Am I going to one of her shows?
Not on your life Sonny.
One sixty something who does not try to look younger than his years is
the Pirate, the gregarious landlord of the Flagon & Gorses and in fact
contrary to Cher, the Pirate appears more advanced in years than his age. Like Cher the Pirate is also going on tour,
hot trotting to Belgium for a beer junket next weekend. Last weekend I witnessed the unusual sight
of the Pirate sitting in the bar on Saturday night and he seemed relatively
sober to boot, in other words he was more sober than me. It transpired that he had entrusted himself
to serve an Indian meal to revellers in the back room.
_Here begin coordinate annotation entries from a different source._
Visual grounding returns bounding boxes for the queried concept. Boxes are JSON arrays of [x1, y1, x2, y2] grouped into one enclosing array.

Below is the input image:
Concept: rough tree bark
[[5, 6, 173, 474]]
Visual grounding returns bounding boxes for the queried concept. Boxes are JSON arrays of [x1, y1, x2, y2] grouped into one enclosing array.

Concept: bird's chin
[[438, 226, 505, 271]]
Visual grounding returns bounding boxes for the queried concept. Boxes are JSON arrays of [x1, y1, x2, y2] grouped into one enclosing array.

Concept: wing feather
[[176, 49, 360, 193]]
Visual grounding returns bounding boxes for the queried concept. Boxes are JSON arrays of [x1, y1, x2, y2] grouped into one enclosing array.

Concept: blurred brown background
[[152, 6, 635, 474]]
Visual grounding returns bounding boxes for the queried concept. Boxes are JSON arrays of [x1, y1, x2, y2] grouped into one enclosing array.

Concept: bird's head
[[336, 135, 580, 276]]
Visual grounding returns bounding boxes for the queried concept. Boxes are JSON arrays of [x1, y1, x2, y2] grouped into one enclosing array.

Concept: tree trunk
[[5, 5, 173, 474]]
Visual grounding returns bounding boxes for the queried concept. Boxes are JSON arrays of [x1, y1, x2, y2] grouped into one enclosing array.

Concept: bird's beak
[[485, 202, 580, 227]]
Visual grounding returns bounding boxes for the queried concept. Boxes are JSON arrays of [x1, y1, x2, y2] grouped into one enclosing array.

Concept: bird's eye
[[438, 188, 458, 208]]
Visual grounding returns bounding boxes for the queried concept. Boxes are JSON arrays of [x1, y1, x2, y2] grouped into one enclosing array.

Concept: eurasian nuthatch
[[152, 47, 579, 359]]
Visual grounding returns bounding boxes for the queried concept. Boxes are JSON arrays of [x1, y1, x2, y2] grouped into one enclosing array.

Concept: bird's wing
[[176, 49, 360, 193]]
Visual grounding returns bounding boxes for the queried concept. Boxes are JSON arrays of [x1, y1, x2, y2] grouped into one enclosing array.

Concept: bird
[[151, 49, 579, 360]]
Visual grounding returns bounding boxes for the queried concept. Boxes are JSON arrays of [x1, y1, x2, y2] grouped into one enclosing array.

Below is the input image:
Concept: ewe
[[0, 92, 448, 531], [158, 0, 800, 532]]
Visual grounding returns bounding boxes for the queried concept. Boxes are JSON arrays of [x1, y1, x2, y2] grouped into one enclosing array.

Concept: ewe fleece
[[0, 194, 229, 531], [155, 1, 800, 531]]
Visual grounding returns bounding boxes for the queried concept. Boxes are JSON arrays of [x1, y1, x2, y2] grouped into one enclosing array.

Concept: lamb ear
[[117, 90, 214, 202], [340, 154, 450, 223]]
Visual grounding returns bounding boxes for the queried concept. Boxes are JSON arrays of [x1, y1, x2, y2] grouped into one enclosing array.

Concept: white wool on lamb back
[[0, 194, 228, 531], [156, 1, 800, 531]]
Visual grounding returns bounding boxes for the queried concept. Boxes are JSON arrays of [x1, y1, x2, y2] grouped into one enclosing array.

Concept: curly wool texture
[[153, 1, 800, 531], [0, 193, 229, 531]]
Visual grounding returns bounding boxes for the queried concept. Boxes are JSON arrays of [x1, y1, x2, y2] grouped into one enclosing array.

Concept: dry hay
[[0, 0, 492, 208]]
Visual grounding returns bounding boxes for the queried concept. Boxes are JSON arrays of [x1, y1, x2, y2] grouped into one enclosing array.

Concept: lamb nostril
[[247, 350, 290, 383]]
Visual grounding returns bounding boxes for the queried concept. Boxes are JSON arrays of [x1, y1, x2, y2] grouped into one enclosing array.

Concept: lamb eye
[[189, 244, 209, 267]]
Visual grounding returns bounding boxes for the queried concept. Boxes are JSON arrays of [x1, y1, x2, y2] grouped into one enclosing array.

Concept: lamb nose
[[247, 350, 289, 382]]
Once he had stirred the pot in the kitchen he
sat down to a pint and given that he was effectively undertaking the dual tasks
of serving the curry and drinking beer it could be said that he was balti
tasking.
The Pirate now seems to want to exercise editorial control over Lowlife and dictate what does and what
does not appear in the column. Being
slow on the uptake, it has taken the Pirate nine months and 33 episodes of Lowlife to realise that I am likely to
write about his disclosures to me if they are of sufficient interest. He must have taken advice on the matter as
he has implored me numerous times in the last week or so to not publish a
particular comment that he has made.
Conversely, the Pirate has asked me to publicise the pub’s annual
International Talk like a Pirate Day, which this year is on Saturday 21st
September; it is unclear what fee I will be paid for this advertisement but is
unlikely to be sufficient to even purchase a second hand copy of Treasure Island.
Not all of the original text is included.